Computer News & Safety – Harry Waldron Rotating Header Image

December 23rd, 2012:

Android Security – SpamSoldier Botnet steals SMS premium services

For safe mobile phone experiences, users should be careful with every application they install (esp. non-mainstream apps which promise free games or other services)

As botnets go, the Android SMS botnet was “an unsophisticated attack,” Andrew Conway, a security researcher with Cloudmark, wrote on the company blog Dec. 16. An SMS message offering free games or other scams tricks users into downloading a malicious app from a third-party app store onto their Android devices. Once installed, the app can send SMS spam messages to other users without the user’s permission or knowledge. Lookout Mobile Security has dubbed this family of malware SpamSoldier and noted that the malicious app takes steps to hide its stealthy activities.

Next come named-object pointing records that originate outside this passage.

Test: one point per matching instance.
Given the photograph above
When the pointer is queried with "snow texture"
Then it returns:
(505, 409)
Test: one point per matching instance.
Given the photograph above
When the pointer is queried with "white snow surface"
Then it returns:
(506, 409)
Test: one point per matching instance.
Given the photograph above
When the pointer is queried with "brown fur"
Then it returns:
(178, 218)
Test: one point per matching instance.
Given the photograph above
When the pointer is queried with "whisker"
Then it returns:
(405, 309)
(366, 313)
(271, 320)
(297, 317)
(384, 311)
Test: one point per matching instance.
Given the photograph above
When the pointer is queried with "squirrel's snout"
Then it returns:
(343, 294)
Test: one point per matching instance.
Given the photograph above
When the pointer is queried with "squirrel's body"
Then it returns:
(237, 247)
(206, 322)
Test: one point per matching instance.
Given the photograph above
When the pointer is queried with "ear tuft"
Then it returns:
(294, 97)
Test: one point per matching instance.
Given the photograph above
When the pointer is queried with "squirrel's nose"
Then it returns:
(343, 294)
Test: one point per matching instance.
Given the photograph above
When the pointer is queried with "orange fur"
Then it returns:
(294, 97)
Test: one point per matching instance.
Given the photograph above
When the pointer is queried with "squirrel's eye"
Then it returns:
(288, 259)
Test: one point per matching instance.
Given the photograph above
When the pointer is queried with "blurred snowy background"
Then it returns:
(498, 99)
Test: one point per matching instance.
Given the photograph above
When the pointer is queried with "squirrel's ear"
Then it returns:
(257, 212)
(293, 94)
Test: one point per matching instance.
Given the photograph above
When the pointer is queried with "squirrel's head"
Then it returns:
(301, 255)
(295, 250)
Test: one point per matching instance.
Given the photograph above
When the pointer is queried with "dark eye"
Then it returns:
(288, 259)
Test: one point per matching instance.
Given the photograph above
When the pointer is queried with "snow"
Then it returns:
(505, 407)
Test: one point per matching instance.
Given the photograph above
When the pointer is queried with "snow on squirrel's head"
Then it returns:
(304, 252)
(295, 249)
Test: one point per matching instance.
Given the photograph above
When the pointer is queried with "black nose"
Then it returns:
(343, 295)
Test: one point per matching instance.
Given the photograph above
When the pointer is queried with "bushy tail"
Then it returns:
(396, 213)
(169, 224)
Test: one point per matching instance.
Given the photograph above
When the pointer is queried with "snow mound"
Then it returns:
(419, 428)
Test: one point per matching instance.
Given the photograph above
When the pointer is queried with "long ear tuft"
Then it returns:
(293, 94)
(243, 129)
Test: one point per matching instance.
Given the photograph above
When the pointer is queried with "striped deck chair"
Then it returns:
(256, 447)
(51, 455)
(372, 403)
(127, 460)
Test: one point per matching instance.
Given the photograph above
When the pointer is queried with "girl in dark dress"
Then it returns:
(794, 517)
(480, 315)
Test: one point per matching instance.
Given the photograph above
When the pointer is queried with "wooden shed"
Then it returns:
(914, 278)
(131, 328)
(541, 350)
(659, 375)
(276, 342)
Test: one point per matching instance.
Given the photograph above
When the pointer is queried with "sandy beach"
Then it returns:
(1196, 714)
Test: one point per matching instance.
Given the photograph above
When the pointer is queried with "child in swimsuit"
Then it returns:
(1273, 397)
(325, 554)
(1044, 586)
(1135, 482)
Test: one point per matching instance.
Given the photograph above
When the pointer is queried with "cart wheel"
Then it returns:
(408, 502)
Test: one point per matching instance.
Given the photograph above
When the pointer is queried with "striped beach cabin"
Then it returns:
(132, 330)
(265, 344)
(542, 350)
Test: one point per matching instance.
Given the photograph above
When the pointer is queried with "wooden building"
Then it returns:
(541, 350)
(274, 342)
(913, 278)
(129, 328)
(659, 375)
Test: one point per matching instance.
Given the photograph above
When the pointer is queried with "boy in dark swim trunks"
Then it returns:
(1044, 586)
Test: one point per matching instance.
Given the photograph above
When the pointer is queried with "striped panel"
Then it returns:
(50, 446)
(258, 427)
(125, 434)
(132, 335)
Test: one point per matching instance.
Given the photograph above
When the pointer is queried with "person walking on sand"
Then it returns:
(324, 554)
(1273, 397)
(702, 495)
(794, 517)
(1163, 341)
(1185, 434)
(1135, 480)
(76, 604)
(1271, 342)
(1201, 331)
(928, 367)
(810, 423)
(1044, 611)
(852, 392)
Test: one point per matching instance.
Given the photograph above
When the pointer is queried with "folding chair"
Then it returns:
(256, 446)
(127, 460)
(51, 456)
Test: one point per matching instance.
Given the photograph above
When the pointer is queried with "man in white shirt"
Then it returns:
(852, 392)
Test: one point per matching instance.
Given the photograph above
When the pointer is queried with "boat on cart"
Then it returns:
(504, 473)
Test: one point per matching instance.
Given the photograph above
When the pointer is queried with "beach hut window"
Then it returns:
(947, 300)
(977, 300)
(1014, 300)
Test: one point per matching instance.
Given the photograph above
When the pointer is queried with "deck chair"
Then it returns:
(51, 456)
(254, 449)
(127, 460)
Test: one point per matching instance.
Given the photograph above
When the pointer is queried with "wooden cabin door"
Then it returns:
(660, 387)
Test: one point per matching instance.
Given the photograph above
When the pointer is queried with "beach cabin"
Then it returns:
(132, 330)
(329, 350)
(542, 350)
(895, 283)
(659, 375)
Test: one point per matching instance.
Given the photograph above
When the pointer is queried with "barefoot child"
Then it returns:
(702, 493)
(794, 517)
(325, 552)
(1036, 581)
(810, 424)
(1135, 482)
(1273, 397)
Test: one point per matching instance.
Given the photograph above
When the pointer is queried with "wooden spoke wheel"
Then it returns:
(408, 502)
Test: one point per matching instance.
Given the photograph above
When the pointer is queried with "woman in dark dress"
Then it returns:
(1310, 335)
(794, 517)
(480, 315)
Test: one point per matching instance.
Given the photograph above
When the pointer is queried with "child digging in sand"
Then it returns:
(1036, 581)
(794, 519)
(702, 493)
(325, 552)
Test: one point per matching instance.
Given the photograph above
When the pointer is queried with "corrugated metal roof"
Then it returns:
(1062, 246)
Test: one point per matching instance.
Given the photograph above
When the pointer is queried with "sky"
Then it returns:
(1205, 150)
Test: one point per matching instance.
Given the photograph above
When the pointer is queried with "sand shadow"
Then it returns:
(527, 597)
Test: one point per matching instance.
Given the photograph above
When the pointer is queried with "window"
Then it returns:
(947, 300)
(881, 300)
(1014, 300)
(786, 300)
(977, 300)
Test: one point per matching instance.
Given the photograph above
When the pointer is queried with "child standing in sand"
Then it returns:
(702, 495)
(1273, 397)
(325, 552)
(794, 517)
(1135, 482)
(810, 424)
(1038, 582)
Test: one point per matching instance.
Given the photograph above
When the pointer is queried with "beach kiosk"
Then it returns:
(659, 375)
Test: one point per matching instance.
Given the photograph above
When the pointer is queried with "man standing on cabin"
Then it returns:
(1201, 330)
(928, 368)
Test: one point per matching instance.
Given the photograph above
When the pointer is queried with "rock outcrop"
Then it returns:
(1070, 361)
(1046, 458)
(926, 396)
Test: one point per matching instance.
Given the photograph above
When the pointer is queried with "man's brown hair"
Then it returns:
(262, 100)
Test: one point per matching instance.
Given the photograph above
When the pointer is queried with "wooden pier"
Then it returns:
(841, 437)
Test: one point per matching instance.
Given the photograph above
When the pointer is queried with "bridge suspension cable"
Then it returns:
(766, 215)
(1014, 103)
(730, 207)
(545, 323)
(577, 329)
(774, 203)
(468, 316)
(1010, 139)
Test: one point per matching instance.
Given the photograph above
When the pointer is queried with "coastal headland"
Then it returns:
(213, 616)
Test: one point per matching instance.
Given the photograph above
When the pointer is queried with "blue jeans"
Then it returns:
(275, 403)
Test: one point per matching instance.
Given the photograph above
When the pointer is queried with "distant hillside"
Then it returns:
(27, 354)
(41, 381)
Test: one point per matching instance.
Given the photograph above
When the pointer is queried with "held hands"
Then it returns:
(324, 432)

The icon is removed from launcher so the user doesn’t know the app is running, outgoing spam texts are not logged, and incoming SMS replies are intercepted so that the user “remains blissfully unaware,” said Lookout’s senior product manager Derek Halliday. “You better have an unlimited message plan or your phone bill may come as a bit of a shock,” Conway wrote on Cloudmark’s blog.

CAPTCHA – More difficult to read as malware agents grow in sophistication

To ensure real folks are using resources, rather than a malcious program, CAPTCHA controls continue to become more complex and may even challenge users with math problems.  This is to keep automated spam agents from joining email or forum groups.  As the article notes, this is also challenging for users to invoke these resources.

The CAPTCHA system was invented around 2000 by a team of researchers at Carnegie Mellon University in Pittsburgh. The team came up with the CAPTCHA acronym, which stands for “Completely Automated Public Turing Test to Tell Computers and Humans Apart.” (It’s not a perfect acronym.)   According to the Carnegie Mellon website, the first CAPTCHAs were developed for Yahoo to prevent automated programs from rapidly setting up free email accounts, which would in turn be used to pump out spam.

Then I was confronted with a “CAPTCHA” — one of those hard-to-read, squiggly collection of letters and numbers that ensure you’re a real person and not a “bot” trying to game the system.  “To tell you the truth, they are getting harder to read, even for me, but the ‘bots’ that leave spam on your site are getting better at recognizing the CAPTCHAs as well,” Lyons said.  “When we first started using them, a functional CAPTCHA just used a couple of funny fonts and some lines through the text to make it hard for machines to read. Then the bots got smarter, and [now] we are all struggling with reading the CAPTCHAs.”